Война в Украине даст ответ на вопрос, что эффективнее: рыночные демократии или рыночные диктатуры.
Вторая половина прошлого века была эпохой конкуренции рынка и авторитарных плановых систем. Если 1991 год и сумел поставить какую-то точку, то только в вопросе эффективности административной экономики. С тех пор все изменилось.
Отныне диктатуры предпочитают быть рыночными. Автократии научились не воевать с бизнесом, а подчинять его своим задачам. Права человека уже не воспринимаются как пропуск в мир потребительского изобилия. Демократия не служит воротами в царство иномарок и айфонов. Обывателю больше не предлагают выбирать между «джинсами» и «гопсударственным величием». Отныне все это доступно ему в рамках единого пакетного предложения. Джинсы отдельно. Права человека отдельно.
В результате новая линия противостояния пролегает между рыночными демократиями и рыночными диктатурами. Война не развернула Московию в сторону национализации и гопсударственного распределения. Китай продолжает быть конкурентом Запада не только в военной сфере, но и в экономической. На этом фоне Северная Корея остается памятником мертвому ХХ веку — и судить по ней о современных диктатурах было бы наивно.
Если мы проиграем, мир получит сигнал, что рыночные демократии справляются хуже, чем рыночные диктатуры. Что сменяемость власти и права человека — плохое подспорье во время войны. Что свобода слова и политическая конкуренция ведут к проигрышу во время кризисов. Мир получит сигнал, что сильная рука — лучший рецепт для победы страны. Что независимость ветвей власти — рудимент ХХ века. Что партийная разноголосица способна худо-бедно работать во время мира, но только вредит во время военных катаклизмов.

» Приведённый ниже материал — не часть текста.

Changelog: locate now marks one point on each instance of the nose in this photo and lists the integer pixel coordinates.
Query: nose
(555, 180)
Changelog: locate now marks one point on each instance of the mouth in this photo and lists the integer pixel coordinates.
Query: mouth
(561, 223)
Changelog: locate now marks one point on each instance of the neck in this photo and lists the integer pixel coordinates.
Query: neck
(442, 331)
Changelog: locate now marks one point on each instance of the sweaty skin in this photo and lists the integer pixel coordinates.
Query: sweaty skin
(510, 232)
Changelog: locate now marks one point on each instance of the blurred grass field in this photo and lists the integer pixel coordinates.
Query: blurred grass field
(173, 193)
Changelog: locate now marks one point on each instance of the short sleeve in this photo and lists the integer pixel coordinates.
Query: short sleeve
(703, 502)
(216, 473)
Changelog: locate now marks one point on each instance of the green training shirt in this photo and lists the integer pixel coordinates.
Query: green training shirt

Самые разные страны смогут сделать выводы из украинского опыта. Сторонники хождения строем получат мощный аргумент в свою пользу. Сценарии «спасение демократии» и «спасение нации» окажутся разведенными по разные стороны баррикад, и каждое общество самостоятельно будет выбирать для себя приоритет. Если в 1991 году свобода одержала верх над тираниями, то теперь обновленные тирании начнут доказывать, что проиграли они не свободе, а всего лишь рынку. И что рынок прекрасно уживается в одном пакете с «сильной рукой».
А еще наша борьба определит, работает ли цинизм как инструмент внешней политики. Цинизм — это ведь не только неверие в идеалы. К тому же это еще и убежденность в том, что другие в эти идеалы тоже не верят, а всего лишь притворяются. А потому прямо сейчас мир получает ответ — насколько перспективно в современной реальности быть Виктором Орбаном.
Если модель поведения Венгрии в условиях войны принесет ей выгоду, то что остановит другие страны от попыток копировать эту формулу? Если ты занимаешься шантажом в ситуации, когда твой сосед истекает кровью, и эта политика приносит тебе бонусы, то что помешает появлению новых адептов этой стратегии? Если выяснится, что эгоизм выгоднее солидарности, а цинизм эффективнее ценностей, то почему политики в других странах должны отказываться от аналогичной тактики?
Если «быть Европой» — это о географии, а не о принципах, то тогда многие могут решить, что есть смысл ограничиться одной лишь географией.
А еще наша война — это тест на способность делать выводы. Долгие годы Европа привыкала жить под зонтиком безопасности, который держат над ней Соединенные Штаты. Привыкала считать, что вступление в Североатлантический альянс — сродни тому, что поставить квартиру на сигнализацию. Что в случае беды придет кто-то внешний и наведет порядок. Что можно сокращать армейские расходы, закрывать военные заводы и превращать собственные вооруженные силы в бонсай-армии.
Европа делала все, что до войны делала и Украина, — и теперь может воочию наблюдать за тем, как выглядят последствия. Но что будут делать наши западные соседи, если завтра американский избиратель решит проголосовать за изоляционизм? Каков их план, если через год им самим придется обеспечивать свою оборону? Как они будут реагировать, если новый глобальный виток насилия перестанет быть сюжетом одних лишь фантастических романов?
Наша война — не только наша. Это ролевая модель и предупреждение. Это образец для подражания и пример для подражания. Ее итог даст возможность каждому сделать собственные выводы. И если кто-то считает, что финал противостояния определит только нашу судьбу, — он ошибается.